January 6, 2016 - It is a week that you are gone and my heart is still in such pain. Blackjack is always crying and looking for you. He is sitting in all your old spots. We love you and miss you more than I can say!!!

March 11, 2016 - I am missing you so much! I cannot understand why you are gone. I wish I could hold you one more time. Blackjack still cries for you. Mommy loves you and my heart is still broken without you.

October 1, 2016 - Blackjack is gone. All my boys are gone now. You are all together at the bridge. We miss you still so very much. I still don't understand why you are gone. You were too young to leave us. Blackjack got very sick. We didn't want him to suffer so we sent him to you and Izzy. Mommy loves you and misses you!

Wednesday, October 5, 2016 - Hi biggest! Mommy is so sad without all of her boys. I cannot believe I lost all of you in such a short time. And you were taken from us too soon. It is still so hard. I miss you. Mommy always loves you!

Friday, October 14, 2016 - Hi biggest! Just wanted you to know I am always thinking of you and Izzy and Blackjack. I miss you! Mommy loves you!

October 19, 2016 - Hi Alafer! Just wanted to tell you that I got two BEAUTIFUL stones to mark where you and Blackjack are. I will post a picture. I think of you every single day. I miss you. I can't believe you are gone. You were taken too young. Mommy loves you!

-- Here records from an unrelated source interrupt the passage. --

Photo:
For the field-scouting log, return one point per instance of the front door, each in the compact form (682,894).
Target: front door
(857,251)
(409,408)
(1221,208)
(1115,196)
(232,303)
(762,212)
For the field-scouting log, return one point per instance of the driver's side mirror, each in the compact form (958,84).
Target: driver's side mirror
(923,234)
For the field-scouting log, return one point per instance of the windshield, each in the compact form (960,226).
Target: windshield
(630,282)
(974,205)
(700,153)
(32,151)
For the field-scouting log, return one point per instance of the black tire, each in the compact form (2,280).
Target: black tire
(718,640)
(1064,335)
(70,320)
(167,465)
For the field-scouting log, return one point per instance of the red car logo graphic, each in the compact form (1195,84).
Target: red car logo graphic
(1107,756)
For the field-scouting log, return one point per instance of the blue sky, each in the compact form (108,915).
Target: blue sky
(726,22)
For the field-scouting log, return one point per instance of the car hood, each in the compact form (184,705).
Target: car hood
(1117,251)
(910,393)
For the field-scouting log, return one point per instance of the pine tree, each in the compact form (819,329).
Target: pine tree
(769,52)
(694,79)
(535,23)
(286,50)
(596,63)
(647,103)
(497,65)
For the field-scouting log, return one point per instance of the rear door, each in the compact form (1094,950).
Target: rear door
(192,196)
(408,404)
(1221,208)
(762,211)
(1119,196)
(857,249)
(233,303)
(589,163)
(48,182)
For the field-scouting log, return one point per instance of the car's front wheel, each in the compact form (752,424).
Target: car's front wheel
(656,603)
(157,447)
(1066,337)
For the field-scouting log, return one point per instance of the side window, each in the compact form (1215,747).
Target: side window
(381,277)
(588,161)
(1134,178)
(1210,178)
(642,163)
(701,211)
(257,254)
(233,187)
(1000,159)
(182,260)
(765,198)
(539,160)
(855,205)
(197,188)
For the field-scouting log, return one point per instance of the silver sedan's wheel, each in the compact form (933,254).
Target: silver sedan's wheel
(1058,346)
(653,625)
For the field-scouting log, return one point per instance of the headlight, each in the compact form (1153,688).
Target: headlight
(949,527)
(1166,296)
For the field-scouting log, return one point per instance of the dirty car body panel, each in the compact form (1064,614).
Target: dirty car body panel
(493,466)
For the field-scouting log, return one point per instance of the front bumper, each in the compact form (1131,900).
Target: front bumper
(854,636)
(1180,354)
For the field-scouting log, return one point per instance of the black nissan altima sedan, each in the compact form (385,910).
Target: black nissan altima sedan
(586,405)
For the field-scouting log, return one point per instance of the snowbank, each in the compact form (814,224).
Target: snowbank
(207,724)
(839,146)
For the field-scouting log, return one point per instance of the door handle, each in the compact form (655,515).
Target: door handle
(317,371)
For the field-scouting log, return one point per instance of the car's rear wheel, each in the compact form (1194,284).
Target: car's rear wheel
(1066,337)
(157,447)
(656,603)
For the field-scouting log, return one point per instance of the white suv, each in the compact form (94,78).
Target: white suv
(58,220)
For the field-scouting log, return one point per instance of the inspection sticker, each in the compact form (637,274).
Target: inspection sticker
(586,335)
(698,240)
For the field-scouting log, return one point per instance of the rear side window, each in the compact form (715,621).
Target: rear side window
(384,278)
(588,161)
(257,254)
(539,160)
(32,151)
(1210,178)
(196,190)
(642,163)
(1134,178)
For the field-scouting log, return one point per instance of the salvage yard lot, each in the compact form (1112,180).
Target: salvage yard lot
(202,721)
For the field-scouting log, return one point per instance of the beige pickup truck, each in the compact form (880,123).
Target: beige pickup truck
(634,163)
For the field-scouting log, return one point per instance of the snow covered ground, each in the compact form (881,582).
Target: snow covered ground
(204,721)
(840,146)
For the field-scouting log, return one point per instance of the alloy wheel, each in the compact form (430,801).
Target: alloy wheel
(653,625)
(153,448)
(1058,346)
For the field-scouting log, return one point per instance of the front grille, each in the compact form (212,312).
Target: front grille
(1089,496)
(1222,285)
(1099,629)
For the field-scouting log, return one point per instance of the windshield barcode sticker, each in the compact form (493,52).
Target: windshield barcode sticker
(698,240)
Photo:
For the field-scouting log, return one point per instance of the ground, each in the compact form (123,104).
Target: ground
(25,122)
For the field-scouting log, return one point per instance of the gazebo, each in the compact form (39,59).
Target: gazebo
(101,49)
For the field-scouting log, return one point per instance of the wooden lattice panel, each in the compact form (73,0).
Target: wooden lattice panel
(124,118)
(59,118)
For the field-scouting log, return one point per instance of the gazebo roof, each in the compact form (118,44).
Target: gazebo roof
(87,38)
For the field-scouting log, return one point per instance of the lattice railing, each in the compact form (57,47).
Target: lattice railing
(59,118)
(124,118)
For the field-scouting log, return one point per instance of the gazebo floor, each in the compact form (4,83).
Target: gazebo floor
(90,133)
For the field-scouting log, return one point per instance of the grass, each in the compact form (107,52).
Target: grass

October 23, 2016 - My heart is in so much pain I don't know what to do. I miss you so much! I miss my boys. I miss holding you. I miss hearing you. I miss everything about you.

December 29, 2016 - I can't believe you are gone a year today. I miss you still so much. Both of my boys are gone. I am glad though you are safe with Blackjack at the Bridge. Our house was on fire on Christmas Eve. Everything is destroyed. Even though you are both gone all I could think about is what would have happened if you boys were there. I would have saved you but we have no place to go right now and it's just awful. And maybe the worst would have happened. But then I think. It did. You were taken from us too soon. The pain is still in my heart. I love and miss you my Alafer. Please come to me in my dreams. I need you. Mommy always loves you!

February 9, 2017 - Hi biggest! Thank you for coming to me in my dreams last night. I was a little out of it and don't know if I got to pet you or not. So please, come again. Mommy and daddy are still at the hotel. Mommy is very sick. I miss you and Blackjack and our home together so much it hurts. I wish I could turn back time. Just know that even if I can't get here very often that I am thinking of you all the time. Mommy always loves you!

October 1, 2017 - My biggest boy! I'm sorry I haven't been here. You know I love you. We are still not living at home and it has been such a hard year for mommy and daddy. My heart is still so empty without you. Blackjack and Izzy came to see me this past week. Please come to me. I need to hold you and pet you. I love you! Mommy always loves you!